Businesses are at risk of fines of more than $1 million if they don't comply with new country of origin labelling laws.

The labelling laws are due to come into force from 1 July next year, requiring food manufacturers and importers to clearly identify where products are produced, grown, made, or packed.

Design execution services company Task by Kirk has been working with large and small businesses to prepare them for the change, but warns many businesses are unlikely to meet the deadline to comply with the new Australian Consumer Law act. 

“I would estimate that only half the required changes across product brands have been completed or are in the process of being completed,” Task by Kirk general manager John Kapiniaris said.
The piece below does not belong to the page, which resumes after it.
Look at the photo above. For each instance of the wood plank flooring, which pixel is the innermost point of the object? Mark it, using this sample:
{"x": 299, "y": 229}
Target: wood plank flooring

“It’s the small- to medium-sized businesses that are falling behind because they either don’t have the resources available or don’t have a proper understanding of the requirements under the new laws.

“Any recall or disposal of non-compliant goods may run from the thousands to the millions of dollars, so it’s important to get it right."

Task by Kirk has been working with major manufacturers such as Simplot, Riviana, and Cerebos to re-label products, and is preparing for a flood of businesses rushing to comply with the new laws as the deadline approaches.

"The changes aren’t really that complex, and we have been able to step businesses through the necessary changes,"  Kapiniaris said.


Simplot Australia creative services manager Paul Fenech said the new country of origin labelling laws presented a huge undertaking for manufacturers and importers.

"If companies haven’t started now and they have hundreds of products, they are really going to struggle,” he said.

From next July, food made, grown, or produced in Australia will feature the image of a kangaroo in a triangle and a bar chart that shows the proportion of Australian ingredients. 

Corporations who fail to comply with the Country of Origin Food Labelling Information Standard 2016 face penalties of up to $1.1 million, while individuals can be fined up to $220,000.